[r-t] Proposed definition of a peal

[Richard Smith]

Matthew Frye wrote:

> Perhaps basing it on a lead wasn't the best idea, perhaps 
> a plain course (which dixonoids have?)

The whole concept of a 'course' in dixonoids is fraught 
with confusion.

First, the length of a course (without any calls) is 
variable.  In conventional Dixons, some courses are 64 
changes long; others are 168 changes long.  It would be 
entirely possible to produce a dixonoid with one bell in the 
same place for the whole of one type of course, but for all 
the bells to be involved in a second type of course.  This 
is an issue in practice, because some otherwise-nice 
dixonoids can include a type of course that is very 
short -- perhaps only 4 changes long -- in which case, it 
may very well have several bells fixed throughout.
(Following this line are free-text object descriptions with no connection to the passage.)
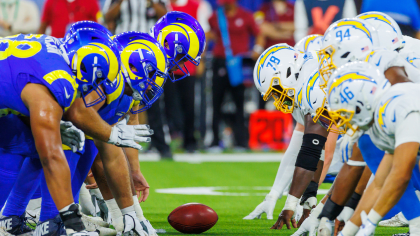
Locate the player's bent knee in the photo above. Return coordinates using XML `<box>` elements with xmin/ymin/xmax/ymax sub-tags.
<box><xmin>295</xmin><ymin>134</ymin><xmax>327</xmax><ymax>171</ymax></box>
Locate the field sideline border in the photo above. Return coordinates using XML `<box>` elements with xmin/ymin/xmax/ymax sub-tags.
<box><xmin>138</xmin><ymin>153</ymin><xmax>284</xmax><ymax>163</ymax></box>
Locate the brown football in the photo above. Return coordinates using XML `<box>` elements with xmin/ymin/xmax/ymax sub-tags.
<box><xmin>168</xmin><ymin>203</ymin><xmax>218</xmax><ymax>234</ymax></box>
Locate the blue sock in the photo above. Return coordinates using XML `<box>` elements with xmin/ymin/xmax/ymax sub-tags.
<box><xmin>0</xmin><ymin>150</ymin><xmax>26</xmax><ymax>209</ymax></box>
<box><xmin>3</xmin><ymin>157</ymin><xmax>42</xmax><ymax>217</ymax></box>
<box><xmin>72</xmin><ymin>140</ymin><xmax>98</xmax><ymax>203</ymax></box>
<box><xmin>40</xmin><ymin>150</ymin><xmax>81</xmax><ymax>221</ymax></box>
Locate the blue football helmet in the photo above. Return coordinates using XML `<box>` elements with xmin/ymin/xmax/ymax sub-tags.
<box><xmin>150</xmin><ymin>11</ymin><xmax>206</xmax><ymax>81</ymax></box>
<box><xmin>61</xmin><ymin>28</ymin><xmax>121</xmax><ymax>107</ymax></box>
<box><xmin>114</xmin><ymin>31</ymin><xmax>168</xmax><ymax>113</ymax></box>
<box><xmin>64</xmin><ymin>21</ymin><xmax>113</xmax><ymax>42</ymax></box>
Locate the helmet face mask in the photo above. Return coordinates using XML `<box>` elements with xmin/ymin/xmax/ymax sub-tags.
<box><xmin>313</xmin><ymin>98</ymin><xmax>347</xmax><ymax>134</ymax></box>
<box><xmin>318</xmin><ymin>45</ymin><xmax>337</xmax><ymax>89</ymax></box>
<box><xmin>264</xmin><ymin>77</ymin><xmax>295</xmax><ymax>113</ymax></box>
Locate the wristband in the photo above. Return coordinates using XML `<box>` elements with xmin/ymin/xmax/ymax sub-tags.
<box><xmin>283</xmin><ymin>194</ymin><xmax>299</xmax><ymax>211</ymax></box>
<box><xmin>253</xmin><ymin>45</ymin><xmax>264</xmax><ymax>54</ymax></box>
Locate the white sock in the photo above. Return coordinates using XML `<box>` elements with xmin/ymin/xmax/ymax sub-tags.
<box><xmin>367</xmin><ymin>209</ymin><xmax>382</xmax><ymax>225</ymax></box>
<box><xmin>271</xmin><ymin>130</ymin><xmax>303</xmax><ymax>197</ymax></box>
<box><xmin>133</xmin><ymin>196</ymin><xmax>145</xmax><ymax>221</ymax></box>
<box><xmin>89</xmin><ymin>188</ymin><xmax>103</xmax><ymax>200</ymax></box>
<box><xmin>340</xmin><ymin>221</ymin><xmax>359</xmax><ymax>236</ymax></box>
<box><xmin>59</xmin><ymin>203</ymin><xmax>74</xmax><ymax>212</ymax></box>
<box><xmin>105</xmin><ymin>199</ymin><xmax>123</xmax><ymax>232</ymax></box>
<box><xmin>79</xmin><ymin>184</ymin><xmax>96</xmax><ymax>216</ymax></box>
<box><xmin>409</xmin><ymin>216</ymin><xmax>420</xmax><ymax>236</ymax></box>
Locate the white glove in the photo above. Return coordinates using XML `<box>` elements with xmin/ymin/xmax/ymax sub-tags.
<box><xmin>318</xmin><ymin>217</ymin><xmax>334</xmax><ymax>236</ymax></box>
<box><xmin>291</xmin><ymin>212</ymin><xmax>320</xmax><ymax>236</ymax></box>
<box><xmin>60</xmin><ymin>120</ymin><xmax>85</xmax><ymax>153</ymax></box>
<box><xmin>108</xmin><ymin>115</ymin><xmax>153</xmax><ymax>150</ymax></box>
<box><xmin>355</xmin><ymin>211</ymin><xmax>376</xmax><ymax>236</ymax></box>
<box><xmin>340</xmin><ymin>125</ymin><xmax>364</xmax><ymax>162</ymax></box>
<box><xmin>337</xmin><ymin>206</ymin><xmax>355</xmax><ymax>223</ymax></box>
<box><xmin>303</xmin><ymin>197</ymin><xmax>318</xmax><ymax>210</ymax></box>
<box><xmin>243</xmin><ymin>192</ymin><xmax>279</xmax><ymax>220</ymax></box>
<box><xmin>123</xmin><ymin>214</ymin><xmax>148</xmax><ymax>236</ymax></box>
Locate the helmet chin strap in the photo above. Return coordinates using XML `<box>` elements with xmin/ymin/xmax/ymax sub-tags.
<box><xmin>122</xmin><ymin>64</ymin><xmax>143</xmax><ymax>102</ymax></box>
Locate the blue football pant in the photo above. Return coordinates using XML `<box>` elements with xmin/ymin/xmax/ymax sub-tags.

Second, a course isn't necessarily a linear (well, circular) 
sequence of rows.  If you draw the main part of a course as 
a loop with each row marked along the loop, some dixonoids 
have additional 'tails' (which are potentially forked). 
These are (generally short) sequences of rows that lead to 
the loop, and once you're on the loop, you'll never get back 
on to the tail.  At the ends of the tails, you'll find a 
handful of rows for which no predecesor exists under the 
rules of dixonoid.

These things make composing true extents harder, but that's 
not relevant here.  What is relevant is that using the word 
'course' opens up a whole minefield of problems if a 
dixonoid is involved.

RAS